We designed 'tidyprompt' because we found ourselves writing code
repeatedly to both construct prompts and handle the associated
output of LLMs; these tasks were intertwined. Often times, we also wanted
to add features to our prompts, or take them away, which required us to
rewrite a lot of code. Thus, we wanted to have building 
blocks with which we could easily construct prompts and simultaneously
add code to handle the output of LLMs. This led us to a design inspired
by piping syntax, as popularized by the 'tidyverse' and familiar to many
R users.

‘tidyprompt’ should be seen as a tool which can be used to enhance the
functionality of LLMs beyond what APIs natively offer. It is designed to
be flexible and provider-agnostic, so that its features can be used with
a wide range of LLM providers and models.

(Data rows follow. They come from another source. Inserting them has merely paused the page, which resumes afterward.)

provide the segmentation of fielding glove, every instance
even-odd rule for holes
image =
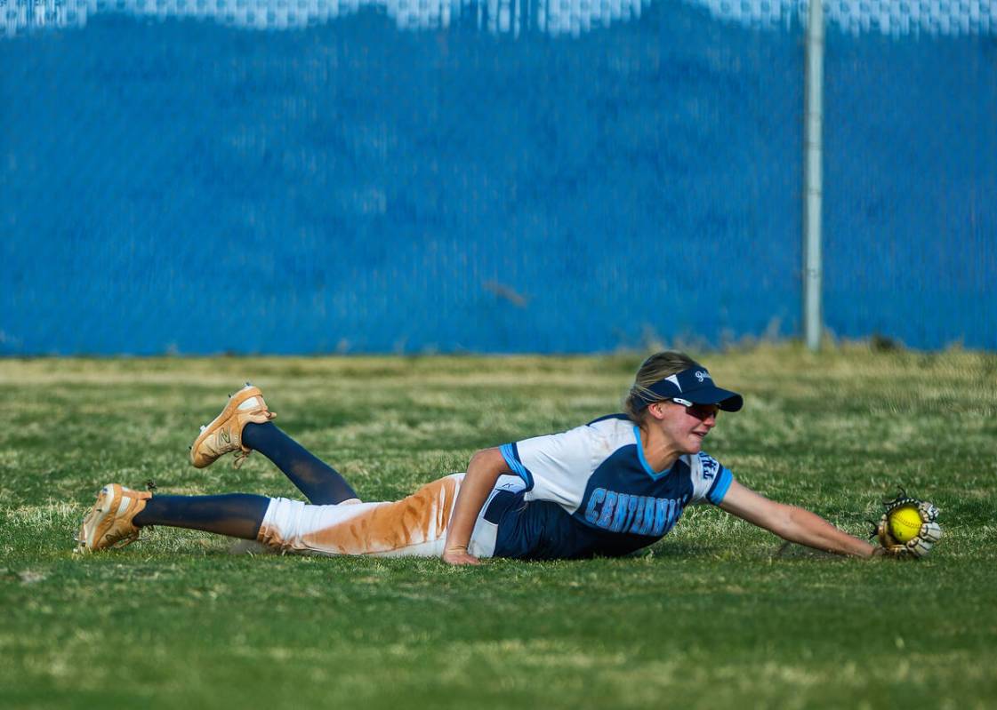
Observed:
[[[900,488],[896,498],[883,501],[882,504],[885,511],[869,537],[878,538],[885,555],[896,558],[922,558],[941,540],[941,527],[935,522],[938,509],[927,501],[910,498],[906,491]],[[918,519],[920,519],[919,529],[916,528]],[[914,524],[913,528],[911,523]],[[897,536],[906,537],[901,534],[904,528],[916,529],[916,534],[901,542]]]

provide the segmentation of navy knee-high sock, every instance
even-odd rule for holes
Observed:
[[[329,505],[357,498],[336,469],[317,459],[271,422],[246,424],[242,443],[273,461],[310,503]]]
[[[168,525],[255,540],[270,499],[251,493],[222,496],[153,496],[132,521],[142,528]]]

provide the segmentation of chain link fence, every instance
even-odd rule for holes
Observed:
[[[995,6],[827,5],[837,337],[997,348]],[[7,0],[0,354],[797,337],[805,9]]]

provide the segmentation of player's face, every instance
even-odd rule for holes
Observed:
[[[720,407],[716,404],[686,406],[673,401],[661,402],[660,406],[665,437],[682,453],[699,453],[703,449],[703,439],[717,425]]]

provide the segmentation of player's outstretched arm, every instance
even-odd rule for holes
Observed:
[[[480,561],[468,552],[475,522],[498,477],[508,472],[508,465],[498,449],[483,449],[471,457],[468,473],[461,483],[461,492],[454,504],[454,514],[447,528],[447,544],[443,561],[449,565],[478,565]]]
[[[769,500],[737,481],[731,484],[720,507],[791,543],[838,555],[860,558],[874,555],[871,545],[838,530],[821,516],[797,506]]]

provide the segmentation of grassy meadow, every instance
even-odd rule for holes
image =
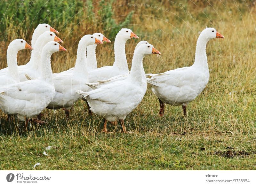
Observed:
[[[100,32],[112,42],[97,48],[101,67],[113,64],[118,31],[131,29],[140,39],[126,43],[129,66],[136,44],[145,40],[162,54],[144,60],[146,73],[153,73],[191,65],[197,38],[206,27],[225,37],[207,44],[210,79],[188,105],[187,119],[181,106],[167,105],[159,117],[158,100],[149,85],[125,120],[132,134],[122,133],[120,123],[116,128],[109,123],[110,132],[102,133],[102,118],[89,114],[82,101],[74,105],[70,120],[61,110],[46,109],[42,119],[47,123],[32,124],[27,132],[24,123],[9,123],[1,112],[0,169],[256,169],[255,2],[146,1],[26,0],[9,4],[0,0],[1,68],[6,66],[10,43],[22,38],[30,43],[39,23],[59,31],[68,50],[53,55],[54,73],[74,66],[78,42],[85,34]],[[29,52],[19,53],[19,65],[28,61]],[[53,148],[46,151],[49,145]],[[33,168],[37,162],[41,165]]]

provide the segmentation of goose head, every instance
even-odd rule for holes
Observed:
[[[134,49],[134,51],[136,50],[137,49],[139,48],[140,46],[142,44],[148,44],[149,43],[147,41],[141,41],[140,42],[139,42],[137,44],[137,45],[136,45],[136,46],[135,47],[135,49]]]
[[[161,53],[155,48],[153,45],[149,43],[141,44],[138,48],[137,52],[143,56],[151,54],[159,55],[161,54]]]
[[[46,23],[39,24],[36,29],[40,30],[42,33],[46,31],[50,31],[57,34],[59,34],[59,32]]]
[[[103,44],[102,41],[97,39],[96,37],[91,34],[85,35],[82,38],[81,40],[83,41],[83,43],[86,43],[88,45],[92,45],[94,44]]]
[[[128,28],[122,28],[118,33],[116,36],[122,37],[126,40],[131,38],[139,38],[139,37],[133,33],[131,30]]]
[[[11,42],[9,45],[12,49],[17,51],[20,50],[25,49],[32,50],[33,48],[29,45],[22,39],[17,39]]]
[[[52,54],[58,51],[67,51],[67,49],[55,41],[48,42],[44,48]]]
[[[214,38],[224,38],[223,35],[213,28],[206,28],[201,32],[200,35],[202,35],[208,40]]]
[[[60,43],[63,43],[63,41],[60,39],[55,34],[52,32],[47,31],[44,32],[39,37],[40,38],[38,40],[40,41],[41,39],[43,38],[44,43],[46,43],[50,41],[56,41]]]
[[[111,43],[111,41],[107,37],[104,36],[102,34],[100,33],[94,33],[92,35],[102,42],[105,42],[107,43]]]

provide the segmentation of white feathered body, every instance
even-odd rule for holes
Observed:
[[[41,78],[0,87],[0,108],[24,120],[40,113],[54,95],[54,87]]]
[[[110,121],[125,119],[141,101],[147,90],[146,78],[140,84],[129,79],[90,91],[85,98],[92,111]],[[88,93],[84,92],[84,95]]]
[[[66,74],[64,73],[53,74],[55,92],[52,100],[47,108],[52,109],[70,109],[81,98],[81,96],[76,93],[76,90],[89,90],[89,87],[85,84],[87,82],[86,78],[80,78],[68,73]]]
[[[156,74],[148,82],[162,102],[177,106],[194,100],[205,88],[209,77],[209,70],[200,71],[192,66]]]

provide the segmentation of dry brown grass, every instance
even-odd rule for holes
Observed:
[[[140,40],[148,41],[162,53],[160,56],[146,58],[144,64],[146,73],[163,72],[191,65],[199,32],[206,26],[214,27],[225,36],[224,39],[213,40],[208,44],[210,80],[203,92],[188,105],[187,121],[182,116],[180,107],[167,106],[164,117],[159,118],[158,101],[149,88],[141,104],[126,120],[128,129],[135,132],[133,135],[123,135],[111,126],[109,130],[115,132],[100,134],[101,119],[83,112],[83,104],[80,102],[76,104],[69,122],[64,119],[62,111],[54,112],[47,110],[45,119],[49,123],[47,126],[32,129],[25,136],[19,136],[13,130],[12,140],[9,139],[10,136],[3,131],[0,147],[8,145],[9,141],[23,147],[21,153],[4,148],[6,156],[12,155],[16,159],[23,155],[27,158],[16,166],[6,158],[0,158],[5,162],[2,168],[30,169],[31,165],[40,160],[43,165],[39,168],[44,169],[255,169],[255,6],[251,2],[194,2],[182,3],[186,5],[184,9],[189,10],[201,24],[184,12],[178,6],[179,2],[147,3],[167,8],[169,12],[143,6],[114,9],[115,19],[119,21],[124,19],[122,16],[134,11],[131,25],[123,27],[132,28],[140,37],[140,40],[130,40],[127,43],[129,66],[135,44]],[[118,1],[114,5],[127,3]],[[82,21],[86,15],[85,12],[77,20]],[[67,23],[71,26],[63,29],[55,28],[60,30],[58,36],[64,40],[63,46],[68,52],[53,55],[54,72],[74,66],[78,41],[83,35],[107,32],[101,29],[104,23],[100,22],[101,21],[94,20],[92,24],[82,21],[75,26],[73,23]],[[17,37],[13,36],[16,31],[12,27],[8,42]],[[21,32],[19,37],[24,38],[26,32]],[[26,40],[30,39],[30,35],[26,36]],[[99,67],[113,64],[114,51],[111,49],[114,38],[109,39],[112,43],[97,47]],[[100,56],[105,51],[104,56]],[[25,63],[28,52],[21,52],[20,64]],[[2,67],[6,65],[4,60]],[[51,144],[59,148],[46,159],[41,157],[41,151],[44,146]],[[228,147],[234,151],[245,151],[249,155],[231,159],[218,155],[224,154]],[[214,152],[217,151],[224,152],[216,155]]]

‘tidyprompt’ is primarily focused on ‘text-based’ handling of LLMs,
where textual output is parsed to achieve structured output and other
functionalities. Several LLM providers and models also offers forms of
‘native’ handling, where the LLM is directly controlled by the LLM
provider to provide output in a certain manner.

Where appropriate, ‘tidyprompt’ may also support native configuration of
specific APIs. Currently, `answer_as_json()` and `answer_using_tools()`
offer native support for adhering to JSON schemas and calling functions.
Native handling may be powerful in some cases, but restrictive in other
cases. It is good to test what works best for your use case. Note also
that prompt wraps may extend what is enforced by native handling, such
as adding additional validation or feedback.

The philosophy behind ‘tidyprompt’ is furthermore that it aims to be
flexible enough that users can implement advanced features, potentially
specific to certain LLM providers, within the options of their custom
prompt wraps. This way, ‘tidyprompt’ can be a powerful tool for a wide
range of use cases, without focusing on maintaining provider-specific
features.

#### ‘tidyprompt’ versus ‘ellmer’ & ‘tidyllm’

In line with the above, ‘tidyprompt’ is less focused on
interfacing with the APIs of various LLM providers, like R packages
‘ellmer’ and ‘tidyllm’ do. Instead, ‘tidyprompt’ is primarily focused on
offering a framework for constructing prompts and associated logic for
interactions with LLMs.

We aim to design ‘tidyprompt’ in such a way that it may be compatible
with ‘ellmer’, ‘tidyllm’, and any other packages offering an interface to
LLM APIs. We are open to feedback on our design and may include
compatibility with specific features from these packages in the future.